Prince Fielder said he learned the financial adviser already had given his father the $200,000 without asking what it was for.

“I never in a million years thought my dad would steal from me,” Prince Fielder said. “But he kept all of it, and I never saw any of it again. My dad could have asked for $2.5 million from me, and I’d have gave it to him if he asked me. I would have helped my dad in any way possible if he had just come to me and asked.

“But he likes hiding everything when he’s got problems, and instead of asking for help, he just messes everybody up like he did here. He messed up a whole family. I hope whatever he messed it up for was worth it.”

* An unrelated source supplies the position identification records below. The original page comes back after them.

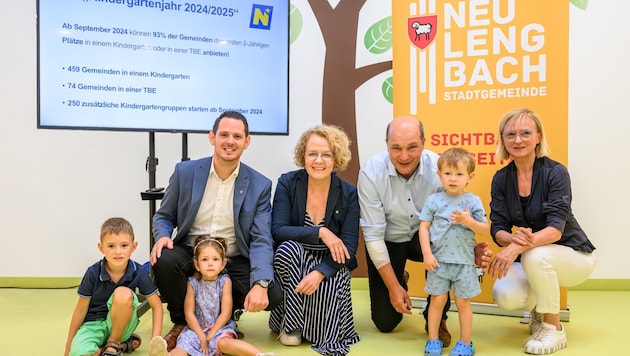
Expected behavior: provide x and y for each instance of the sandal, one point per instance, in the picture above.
(127, 346)
(462, 349)
(433, 348)
(112, 345)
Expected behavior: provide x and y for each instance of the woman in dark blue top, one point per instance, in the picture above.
(544, 246)
(315, 222)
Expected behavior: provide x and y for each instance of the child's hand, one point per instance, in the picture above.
(461, 217)
(205, 348)
(430, 263)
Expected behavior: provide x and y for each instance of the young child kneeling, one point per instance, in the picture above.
(208, 308)
(106, 312)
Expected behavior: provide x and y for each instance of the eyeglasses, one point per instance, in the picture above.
(326, 156)
(524, 135)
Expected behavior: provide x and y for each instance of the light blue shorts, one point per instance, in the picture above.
(93, 334)
(463, 278)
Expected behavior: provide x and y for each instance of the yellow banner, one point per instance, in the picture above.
(459, 66)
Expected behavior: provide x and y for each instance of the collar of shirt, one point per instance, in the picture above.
(213, 173)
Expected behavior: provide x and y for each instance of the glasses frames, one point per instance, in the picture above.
(326, 156)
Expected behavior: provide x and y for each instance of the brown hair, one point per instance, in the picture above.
(219, 244)
(452, 157)
(116, 226)
(337, 140)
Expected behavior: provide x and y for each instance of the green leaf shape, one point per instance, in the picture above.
(388, 89)
(295, 23)
(582, 4)
(378, 38)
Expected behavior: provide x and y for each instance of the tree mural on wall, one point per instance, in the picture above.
(339, 26)
(342, 78)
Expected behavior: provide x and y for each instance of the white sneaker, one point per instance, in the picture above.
(157, 347)
(293, 338)
(535, 321)
(546, 340)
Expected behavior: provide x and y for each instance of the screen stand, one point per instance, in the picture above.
(152, 195)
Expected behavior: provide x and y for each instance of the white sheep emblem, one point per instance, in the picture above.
(422, 29)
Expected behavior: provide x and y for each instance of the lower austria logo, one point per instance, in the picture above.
(261, 17)
(422, 30)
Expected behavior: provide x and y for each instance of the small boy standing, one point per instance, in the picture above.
(449, 221)
(106, 311)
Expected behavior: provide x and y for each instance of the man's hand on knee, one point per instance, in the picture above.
(483, 255)
(400, 300)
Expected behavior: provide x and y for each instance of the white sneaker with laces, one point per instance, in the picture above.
(293, 338)
(535, 321)
(546, 340)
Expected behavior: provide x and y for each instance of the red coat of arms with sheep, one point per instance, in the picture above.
(422, 30)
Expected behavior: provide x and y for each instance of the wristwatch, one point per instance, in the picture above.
(263, 282)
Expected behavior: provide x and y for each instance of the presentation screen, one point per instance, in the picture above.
(173, 66)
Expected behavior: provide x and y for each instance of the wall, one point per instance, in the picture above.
(58, 186)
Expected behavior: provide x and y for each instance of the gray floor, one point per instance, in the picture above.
(35, 322)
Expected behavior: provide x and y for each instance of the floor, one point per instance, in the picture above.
(35, 322)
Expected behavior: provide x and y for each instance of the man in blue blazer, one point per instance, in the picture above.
(221, 197)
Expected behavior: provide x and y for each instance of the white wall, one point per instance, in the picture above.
(58, 186)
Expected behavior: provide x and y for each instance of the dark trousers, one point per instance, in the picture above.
(384, 316)
(173, 268)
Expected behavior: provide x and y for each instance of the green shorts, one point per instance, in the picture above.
(94, 334)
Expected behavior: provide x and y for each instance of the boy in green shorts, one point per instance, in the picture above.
(106, 311)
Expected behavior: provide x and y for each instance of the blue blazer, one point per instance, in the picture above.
(252, 211)
(342, 216)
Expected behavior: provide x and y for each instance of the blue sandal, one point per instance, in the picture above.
(433, 348)
(461, 349)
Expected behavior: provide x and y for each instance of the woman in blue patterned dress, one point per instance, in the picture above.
(315, 222)
(208, 307)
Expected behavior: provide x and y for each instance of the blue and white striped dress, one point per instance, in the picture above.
(325, 317)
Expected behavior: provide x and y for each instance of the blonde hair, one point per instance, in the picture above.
(452, 157)
(542, 149)
(337, 140)
(116, 226)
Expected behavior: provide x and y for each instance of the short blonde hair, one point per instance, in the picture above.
(452, 157)
(337, 140)
(542, 149)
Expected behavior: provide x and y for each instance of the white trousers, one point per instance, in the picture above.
(537, 279)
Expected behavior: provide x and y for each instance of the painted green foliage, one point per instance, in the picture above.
(377, 39)
(580, 3)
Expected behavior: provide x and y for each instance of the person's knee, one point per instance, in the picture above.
(506, 300)
(385, 327)
(386, 324)
(122, 296)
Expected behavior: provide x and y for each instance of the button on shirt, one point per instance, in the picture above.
(390, 204)
(215, 216)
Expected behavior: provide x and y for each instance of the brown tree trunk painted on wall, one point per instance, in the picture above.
(341, 80)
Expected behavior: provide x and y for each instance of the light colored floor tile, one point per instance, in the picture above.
(35, 322)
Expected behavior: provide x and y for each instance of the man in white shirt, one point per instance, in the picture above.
(221, 197)
(393, 187)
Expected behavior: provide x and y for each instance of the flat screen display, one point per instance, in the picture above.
(142, 65)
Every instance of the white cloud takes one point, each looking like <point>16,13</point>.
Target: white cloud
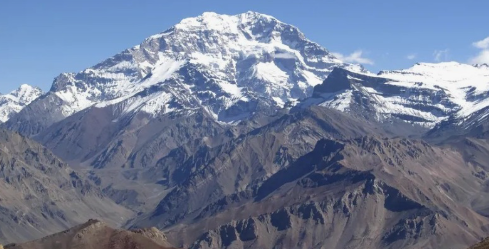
<point>482,44</point>
<point>411,56</point>
<point>355,57</point>
<point>483,56</point>
<point>441,55</point>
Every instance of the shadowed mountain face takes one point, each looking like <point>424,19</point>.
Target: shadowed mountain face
<point>482,245</point>
<point>233,140</point>
<point>361,193</point>
<point>39,194</point>
<point>97,235</point>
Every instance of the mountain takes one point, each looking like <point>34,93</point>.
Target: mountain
<point>425,94</point>
<point>238,132</point>
<point>367,192</point>
<point>126,113</point>
<point>40,194</point>
<point>15,101</point>
<point>229,66</point>
<point>96,234</point>
<point>482,245</point>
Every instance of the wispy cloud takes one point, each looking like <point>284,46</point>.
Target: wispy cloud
<point>411,56</point>
<point>483,56</point>
<point>355,57</point>
<point>441,55</point>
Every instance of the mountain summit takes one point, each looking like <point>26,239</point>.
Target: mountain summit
<point>16,100</point>
<point>230,66</point>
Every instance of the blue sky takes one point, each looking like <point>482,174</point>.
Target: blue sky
<point>40,39</point>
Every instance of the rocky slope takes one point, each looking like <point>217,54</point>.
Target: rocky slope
<point>15,101</point>
<point>198,137</point>
<point>97,235</point>
<point>362,193</point>
<point>237,66</point>
<point>482,245</point>
<point>39,194</point>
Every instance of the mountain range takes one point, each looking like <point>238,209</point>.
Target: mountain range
<point>239,132</point>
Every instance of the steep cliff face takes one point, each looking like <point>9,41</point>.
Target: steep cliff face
<point>15,101</point>
<point>425,94</point>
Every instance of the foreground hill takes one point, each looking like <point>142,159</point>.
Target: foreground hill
<point>39,194</point>
<point>97,235</point>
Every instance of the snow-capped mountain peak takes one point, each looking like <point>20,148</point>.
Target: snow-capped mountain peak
<point>424,94</point>
<point>16,100</point>
<point>229,65</point>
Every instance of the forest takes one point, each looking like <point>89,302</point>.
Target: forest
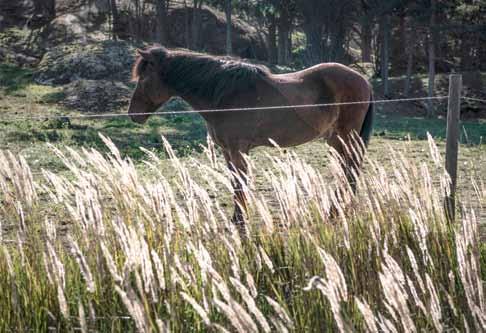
<point>112,224</point>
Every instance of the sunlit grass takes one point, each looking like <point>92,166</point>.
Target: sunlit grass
<point>106,248</point>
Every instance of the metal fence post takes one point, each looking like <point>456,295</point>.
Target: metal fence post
<point>452,145</point>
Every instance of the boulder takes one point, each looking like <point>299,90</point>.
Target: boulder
<point>96,96</point>
<point>66,28</point>
<point>110,60</point>
<point>15,13</point>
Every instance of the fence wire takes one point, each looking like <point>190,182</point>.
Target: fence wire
<point>181,112</point>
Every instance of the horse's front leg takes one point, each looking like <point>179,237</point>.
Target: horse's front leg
<point>238,166</point>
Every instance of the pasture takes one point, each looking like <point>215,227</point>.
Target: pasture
<point>98,242</point>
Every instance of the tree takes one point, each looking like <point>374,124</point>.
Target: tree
<point>161,11</point>
<point>228,10</point>
<point>196,23</point>
<point>431,48</point>
<point>115,19</point>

Cecil Fielder wouldn’t discuss his son’s remarks, saying his bitter divorce lies behind all the hostility.

“I’m not going to elaborate on what happened in my personal business with my wife,” he said. “I’ve moved on with my life and got into a new relationship, and, you know, this is the part that probably hurts them worse than anything.”


Trying to rebuild

Stacey Fielder, meanwhile, says she remains hard up financially and is looking for work.

On Tuesday afternoon, she applied for a sales-clerk job at a shopping-center boutique in Orlando, near where she and her daughter live in uncomfortably close quarters with Prince, his fiancee, and their baby.

“I have to do what I have to do,” she said. “Things are getting really, really tight.”

She refuses to live off her son’s money, she said.

Only a few years ago, she was living in the largest, richest mansion in central Florida — a 50-room palace sprawled across six lots.

She cannot help, she says, but think of what her family lost.

“Over my husband’s career, he made close to $60 million ($47 million in salary alone),” she said. “In 1998, when I got run over by a car, we had $21 million, $10.4 (million) of that was cash, and the rest was our assets.”

It was during her recuperation from the near-fatal accident, she said, that the Fielder fortune, which she had always managed, began trickling, then pouring, into glitzy casinos and poor business choices.

“Right now, I’m really devastated, really hurt,” she said. “I’ve got to think about how I’m going to move forward from the place where I basically started with Cecil.

“I started with Cecil with nothing. I’ve been with him since I was 14 years old. I was in the minor leagues with him, and while he was doing his career I worked three jobs at one time to feed him.

“I didn’t know anything about baseball. I just knew it was his dream.”



http://www.detnews.com/2004/tigers/0410/21/f01-311090.htm

Mezro
10-21-2004, 07:20 PM
Another fucking asshole who threw away a charmed life.

Mezro...file this story under "Mike Tyson"...

BITEYOASS
10-21-2004, 07:33 PM
God damn! Put him right up there with Denny McClain! And to think I use to admire the guy when I was a kid. :(

High Life Man
10-25-2004, 02:09 PM
Wow.

I remember watching the press conference when the Brewers signed Prince. Cecil was right next to him, laughing and smiling. Now we REALLY know why.

BITEYOASS
10-28-2004, 06:16 PM
Originally posted by High Life Man
Wow.

I remember watching the press conference when the Brewers signed Prince. Cecil was right next to him, laughing and smiling. Now we REALLY know why.

In a motown related event, this reminds me of a song by The Temptations:

What they do?
They smiling in your face
Always trying to take your place
The backstabbers, BACKSTABBERS! :D

I hope they don't put in the Tiger coaching staff god forbid!!!

BITEYOASS
10-28-2004, 06:18 PM
Originally posted by Mezro
Another fucking asshole who threw away a charmed life.

Mezro...file this story under "Mike Tyson"...

Nope he right up there with Denny McClain and Ty Cobb!